À seulement deux ans, Chloé est atteinte du syndrome DDX3X, un trouble génétique extrêmement rare. Installée à Saint-Dizier, en Haute-Marne, sa famille se bat au quotidien pour lui offrir une chance de gagner en autonomie.

Souriante et curieuse, Chloé fait le bonheur de ses proches. Cependant, son développement ne suit pas la trajectoire habituelle. Après de longs mois d’examens médicaux, le diagnostic tombe : Chloé est atteinte du syndrome DDX3X, affectant environ 70 personnes en France et 1 500 dans le monde, principalement des filles. Cette pathologie entraîne des difficultés dans le développement, des troubles moteurs et une déficience intellectuelle. Pour Chloé, les analyses révèlent un variant de type 4, jamais répertorié, faisant d’elle un cas unique à l’échelle mondiale.

Sa mère, Khédidja Courtemanche, décrit ce moment comme un choc. « Le jour où j’ai appris la maladie, j’ai eu l’impression d’être à moitié décédée », confie-t-elle. La vie familiale est désormais rythmée par jusqu’à sept rendez-vous médicaux par semaine, conduisant Khédidja à interrompre sa carrière de gendarme pour s’occuper de sa fille.

En France, aucune perspective de traitement n’existe pour cette maladie. Les parents de Chloé ont donc élargi leurs recherches à l’international, se tournant vers une clinique à Monterrey, au Mexique, où un médecin propose une thérapie régénérative par cellules souches. Ce traitement, coûtant 9 200 dollars par session, ne peut pas guérir la mutation génétique, mais pourrait stimuler les capacités motrices et cognitives de l’enfant.

Khédidja souligne que, bien qu’il ne s’agisse pas d’une guérison, des progrès ont été observés chez d’autres enfants traités. « En tant que parents, on se doit de se battre jusqu’à notre dernier souffle », affirme-t-elle.

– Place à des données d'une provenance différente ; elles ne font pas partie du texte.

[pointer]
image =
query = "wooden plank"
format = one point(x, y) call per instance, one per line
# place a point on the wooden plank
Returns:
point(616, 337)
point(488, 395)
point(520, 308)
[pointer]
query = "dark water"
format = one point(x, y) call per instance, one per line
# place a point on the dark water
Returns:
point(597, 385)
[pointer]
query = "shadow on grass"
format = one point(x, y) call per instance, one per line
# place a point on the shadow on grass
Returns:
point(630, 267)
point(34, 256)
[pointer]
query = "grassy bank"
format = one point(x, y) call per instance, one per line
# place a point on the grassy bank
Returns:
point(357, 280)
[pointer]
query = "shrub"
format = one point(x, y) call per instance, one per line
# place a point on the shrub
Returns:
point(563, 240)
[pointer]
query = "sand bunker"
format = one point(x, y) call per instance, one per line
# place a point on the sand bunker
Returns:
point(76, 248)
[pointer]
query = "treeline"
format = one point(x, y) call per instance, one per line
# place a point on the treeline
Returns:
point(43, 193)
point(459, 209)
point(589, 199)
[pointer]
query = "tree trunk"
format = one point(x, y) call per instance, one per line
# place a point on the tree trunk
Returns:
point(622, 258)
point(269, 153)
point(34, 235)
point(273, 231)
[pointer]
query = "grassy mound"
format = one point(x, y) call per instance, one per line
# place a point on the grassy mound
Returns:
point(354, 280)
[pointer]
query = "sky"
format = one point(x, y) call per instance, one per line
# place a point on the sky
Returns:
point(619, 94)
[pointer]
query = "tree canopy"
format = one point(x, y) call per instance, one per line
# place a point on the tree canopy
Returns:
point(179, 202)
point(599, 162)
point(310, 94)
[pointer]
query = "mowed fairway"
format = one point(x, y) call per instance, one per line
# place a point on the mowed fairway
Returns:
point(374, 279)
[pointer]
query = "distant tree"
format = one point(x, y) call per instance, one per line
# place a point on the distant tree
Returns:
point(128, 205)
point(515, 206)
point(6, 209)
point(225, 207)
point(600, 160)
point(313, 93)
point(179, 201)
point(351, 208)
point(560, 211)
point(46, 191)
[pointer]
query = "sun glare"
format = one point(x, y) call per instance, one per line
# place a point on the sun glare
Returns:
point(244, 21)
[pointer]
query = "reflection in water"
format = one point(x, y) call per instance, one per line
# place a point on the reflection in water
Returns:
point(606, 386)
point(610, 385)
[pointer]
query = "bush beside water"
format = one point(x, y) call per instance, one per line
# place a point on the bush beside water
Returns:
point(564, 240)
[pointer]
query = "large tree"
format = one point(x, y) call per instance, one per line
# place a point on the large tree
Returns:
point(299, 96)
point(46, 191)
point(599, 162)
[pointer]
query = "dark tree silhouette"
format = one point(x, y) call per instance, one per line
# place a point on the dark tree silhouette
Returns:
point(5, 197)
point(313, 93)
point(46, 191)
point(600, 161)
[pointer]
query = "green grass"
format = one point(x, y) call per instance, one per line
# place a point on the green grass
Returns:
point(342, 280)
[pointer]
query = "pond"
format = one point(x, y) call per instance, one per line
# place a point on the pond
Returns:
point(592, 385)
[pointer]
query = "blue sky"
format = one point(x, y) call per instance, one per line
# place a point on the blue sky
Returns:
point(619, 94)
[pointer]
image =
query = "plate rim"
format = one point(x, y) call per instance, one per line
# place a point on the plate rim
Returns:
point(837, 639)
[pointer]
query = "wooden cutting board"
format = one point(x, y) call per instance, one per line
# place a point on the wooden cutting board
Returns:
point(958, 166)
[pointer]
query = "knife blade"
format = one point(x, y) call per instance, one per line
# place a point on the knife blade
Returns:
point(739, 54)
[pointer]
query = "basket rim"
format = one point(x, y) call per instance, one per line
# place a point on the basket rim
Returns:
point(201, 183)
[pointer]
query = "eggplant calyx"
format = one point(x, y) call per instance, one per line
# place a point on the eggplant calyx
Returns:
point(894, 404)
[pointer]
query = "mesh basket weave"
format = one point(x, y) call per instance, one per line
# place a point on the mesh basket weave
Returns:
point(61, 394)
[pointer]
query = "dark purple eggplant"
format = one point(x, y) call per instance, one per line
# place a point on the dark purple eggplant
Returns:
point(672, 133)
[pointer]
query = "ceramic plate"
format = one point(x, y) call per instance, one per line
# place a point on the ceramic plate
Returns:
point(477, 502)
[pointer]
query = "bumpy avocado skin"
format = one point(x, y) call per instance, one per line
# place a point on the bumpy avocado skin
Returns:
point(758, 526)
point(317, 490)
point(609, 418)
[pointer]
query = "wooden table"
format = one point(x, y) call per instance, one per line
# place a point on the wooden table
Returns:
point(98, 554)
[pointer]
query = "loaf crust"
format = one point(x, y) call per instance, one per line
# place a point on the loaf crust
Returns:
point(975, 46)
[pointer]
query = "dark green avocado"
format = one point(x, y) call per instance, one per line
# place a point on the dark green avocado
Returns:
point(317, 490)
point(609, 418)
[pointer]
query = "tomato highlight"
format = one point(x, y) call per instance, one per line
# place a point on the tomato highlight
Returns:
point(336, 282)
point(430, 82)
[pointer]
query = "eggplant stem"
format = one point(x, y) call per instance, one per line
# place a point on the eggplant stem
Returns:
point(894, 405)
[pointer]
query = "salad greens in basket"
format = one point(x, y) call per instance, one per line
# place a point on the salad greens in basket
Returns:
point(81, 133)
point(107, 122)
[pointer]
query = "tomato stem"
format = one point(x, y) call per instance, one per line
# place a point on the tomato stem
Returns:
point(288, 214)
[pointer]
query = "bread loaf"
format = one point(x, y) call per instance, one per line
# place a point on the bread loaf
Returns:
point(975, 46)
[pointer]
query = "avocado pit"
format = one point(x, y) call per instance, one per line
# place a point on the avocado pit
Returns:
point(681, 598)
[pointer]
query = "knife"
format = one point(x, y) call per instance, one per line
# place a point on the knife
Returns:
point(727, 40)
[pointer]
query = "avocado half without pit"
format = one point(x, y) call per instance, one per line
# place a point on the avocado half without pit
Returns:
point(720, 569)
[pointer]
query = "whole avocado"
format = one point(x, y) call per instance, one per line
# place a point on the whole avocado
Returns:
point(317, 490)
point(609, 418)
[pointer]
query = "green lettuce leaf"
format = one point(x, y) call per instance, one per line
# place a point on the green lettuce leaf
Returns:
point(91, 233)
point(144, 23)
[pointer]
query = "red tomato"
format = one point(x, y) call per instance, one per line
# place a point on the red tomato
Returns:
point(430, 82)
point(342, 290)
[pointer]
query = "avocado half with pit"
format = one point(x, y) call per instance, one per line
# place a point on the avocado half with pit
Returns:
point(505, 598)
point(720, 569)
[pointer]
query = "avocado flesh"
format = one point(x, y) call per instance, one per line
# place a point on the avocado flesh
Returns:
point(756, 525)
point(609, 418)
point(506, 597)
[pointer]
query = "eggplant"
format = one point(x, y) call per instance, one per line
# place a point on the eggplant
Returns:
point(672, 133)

Les dépenses médicales s’accumulent : l’achat d’une tablette oculaire est estimé à 8 000 euros, sans compter les équipements adaptés et un futur fauteuil roulant électrique. Jérémy Courtemanche, le père de Chloé, estime que le coût total des soins sur trois ans pourrait atteindre 60 000 à 70 000 dollars.

Pour soutenir leur projet, le parrain de Chloé a sollicité la Fondation Maison de la Gendarmerie pour ouvrir une cagnotte officielle. De plus, le couple a fondé l’association « Les Victoires de Chloé, maladies rares », visant à aider d’autres familles confrontées à des situations similaires.

Pour soutenir la famille, il est possible de faire un don via la cagnotte accessible sur les réseaux sociaux de l’association ou sur le site de la Fondation Maison de la Gendarmerie.